Universitas Negeri Semarang (Unnes) mengadakan Sarasehan Selasa Legen ke-57, (26/1), dengan mendatangkan pembicara sepuh abdi keraton, KPAT Ribut Carito Dipuro. Praktisi Budaya sekaligus pengajar karawitan di berbagai kelompok karawitan ini secara gamblang mengulas Serat Wulangreh karya agung zaman Sri Susuhunan Pakubuwana IV.
Kali ini, slasa legen mengangkat tema Piwulangan Sajroning Tembang. Secara bertahap, Ribut menyampaikan kandungan makna Serat Wulangreh dihadapan para budayawan, dosen maupun mahasiswa Unnes yang menyempatkan hadir. Menggunakan pendekatan persuasif, budayawan ini mengajak tim karawitan Sekar Domas Unnes untuk ikut menembangkan tembang dalam setiap pupuh-nya. Salah satunya Desi, ia menembangkan empat pada atau bait dalam pupuh Kinanthi dengan disisipi penjelasan atas makna oleh pembicara utama ini. Tembang yang juga disampaikan oleh Indrawan Nur Cahyono (karyawan Unnes) dan Titis Sembodo (budayawan RRI) pun juga tidak luput dari pembahasan beliau.
Serat Kinanthi yang memuat pengertian atas olah kalbu dan tindak tutur dalam kehidupan yang disampaikan dalam istilah lakuning aurip disampaikan secara mudah agar mampu diterima oleh generasi masa kini. Atas perkembangan masalah yang harus dihadapi manusia, mawas diri dalam mengolah rasa merupakan solusi yang ditawarkan. Bahkan dalam lelucon atas penggubahan lirik atau cakepan tembang, ia sempat menggubah diksi ‘dudu bandha dudu rupa’ yang tersirat dalam pada Asmaradana menjadi ‘perlu bandha prelu rupa’. Maksudnya, dalam perkembangan kekinian, bandha (harta) dan rupa (wajah) yang tidak urgen untuk menentukan pasangan hidup tidak mesti berlaku pada masa ini. Unsur tersebut bahkan perlu ada dan perlu dipertimbangkan. Sajian ini ternyata menarik perhatian para mahasiswa yang pasti masih dalam masa pencarian pasangan hidup.

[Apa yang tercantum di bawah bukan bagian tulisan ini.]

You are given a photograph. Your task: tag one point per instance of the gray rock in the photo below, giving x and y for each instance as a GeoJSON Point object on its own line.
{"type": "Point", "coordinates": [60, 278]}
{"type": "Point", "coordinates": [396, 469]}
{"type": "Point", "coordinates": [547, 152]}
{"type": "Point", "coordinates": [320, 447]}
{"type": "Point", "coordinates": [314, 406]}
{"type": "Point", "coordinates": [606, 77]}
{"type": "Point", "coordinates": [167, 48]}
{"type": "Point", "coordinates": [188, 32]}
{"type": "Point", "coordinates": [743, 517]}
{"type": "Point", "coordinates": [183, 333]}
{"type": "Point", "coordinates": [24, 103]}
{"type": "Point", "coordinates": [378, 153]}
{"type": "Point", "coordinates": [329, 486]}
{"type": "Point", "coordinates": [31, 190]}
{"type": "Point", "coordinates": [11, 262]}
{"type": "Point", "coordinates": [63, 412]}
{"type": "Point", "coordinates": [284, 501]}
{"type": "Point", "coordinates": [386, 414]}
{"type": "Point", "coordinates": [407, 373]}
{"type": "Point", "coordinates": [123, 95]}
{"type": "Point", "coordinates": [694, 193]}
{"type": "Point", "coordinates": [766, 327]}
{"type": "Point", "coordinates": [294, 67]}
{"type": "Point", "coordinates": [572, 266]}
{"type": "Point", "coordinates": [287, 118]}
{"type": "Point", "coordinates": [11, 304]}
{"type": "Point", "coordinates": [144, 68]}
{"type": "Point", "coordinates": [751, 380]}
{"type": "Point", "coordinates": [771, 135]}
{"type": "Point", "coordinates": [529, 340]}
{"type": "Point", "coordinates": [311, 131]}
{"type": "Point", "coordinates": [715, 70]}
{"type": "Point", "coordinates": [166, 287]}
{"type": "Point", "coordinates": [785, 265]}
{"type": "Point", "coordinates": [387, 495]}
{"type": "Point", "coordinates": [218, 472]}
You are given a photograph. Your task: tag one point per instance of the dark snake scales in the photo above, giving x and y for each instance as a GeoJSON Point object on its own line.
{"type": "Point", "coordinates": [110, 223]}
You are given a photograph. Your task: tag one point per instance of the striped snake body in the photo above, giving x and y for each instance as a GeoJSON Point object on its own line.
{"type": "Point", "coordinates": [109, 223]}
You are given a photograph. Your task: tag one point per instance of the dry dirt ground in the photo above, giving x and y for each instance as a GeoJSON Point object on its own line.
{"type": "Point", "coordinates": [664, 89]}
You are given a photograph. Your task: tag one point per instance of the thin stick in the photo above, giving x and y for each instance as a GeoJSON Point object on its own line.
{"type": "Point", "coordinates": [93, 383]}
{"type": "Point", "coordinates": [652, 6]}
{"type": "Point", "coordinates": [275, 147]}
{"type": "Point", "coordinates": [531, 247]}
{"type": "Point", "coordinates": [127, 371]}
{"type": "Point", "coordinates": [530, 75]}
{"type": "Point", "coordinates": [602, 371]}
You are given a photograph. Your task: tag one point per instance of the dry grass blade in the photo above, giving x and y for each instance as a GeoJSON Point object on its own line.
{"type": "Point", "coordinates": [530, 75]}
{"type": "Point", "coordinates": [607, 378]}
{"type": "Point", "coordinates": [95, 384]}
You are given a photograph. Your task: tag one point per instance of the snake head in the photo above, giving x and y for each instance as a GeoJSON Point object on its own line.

Paparan materi yang disampaikan kurang lebih satu jam ini dilanjutkan dengan sesi diskusi. Antusiasme hadirin dalam wujud pertanyaan cukup membanjiri sesi ini. Berbagai pertanyaan dan saran yang disampaikan para dosen dan budayawan menjadikan bahasan piwulang dalam tembang Wulangreh ini menjadi lebih mendalam. Salah satu bahasan juga disampaikan oleh Nyi Anjang Mas Rumiati, dalang perempuan sekaligus budayawan asal Jakarta. Selain itu, sejumlah penanya seperti Widodo Brotosejati, Sayuti Anggara, Jayus, Burhanudin, maupun Warseno dari RRI juga turut mempertajam pembahasan.
Acara yang juga dimeriahkan oleh sajian tembang macapat, geguritan, dan tari yang disajikan para mahasiswa UKM Kesenian Jawa Unnes mejadikan acara ini menjadi cukup meriah. Menurut Ribut, sajian tiga Jam yang dimulai pukul 20.00 wib ini menurut pembicara juga sebagai wujud tanggung jawab generasi tua dalam rangka pewarisan budaya kepada generasi penerus berikutnya. Harapan yang disampaikan oleh pembicara utama, “kula bombong kalyan para adhek-adhek mahasiswa Unnes ingkang taksih kersa ngrengkuh budaya Jawi. Sokur bage kadherekaken para pangarsa Unnes.” Pada prinsipnya, beliau mengajak seluruh elemen Unnes pada khususnya turut serta mendampingi dan melaksanakan pelestarian budaya Jawa secara bersama-sama.
Terdengar suara rendah, pelan, dan sayup: seandainya acara ini diinformasikan sehari atau dua hari sebelum kegiatan dilaksanakan sekaligus mengingatkan bagi yang lupa, terkait narasumber dan temanya yang menarik seperti tadi malam, mungkin akan lebih banyak lagi pecinta budaya jawa yang adi luhung itu. Insya Allah.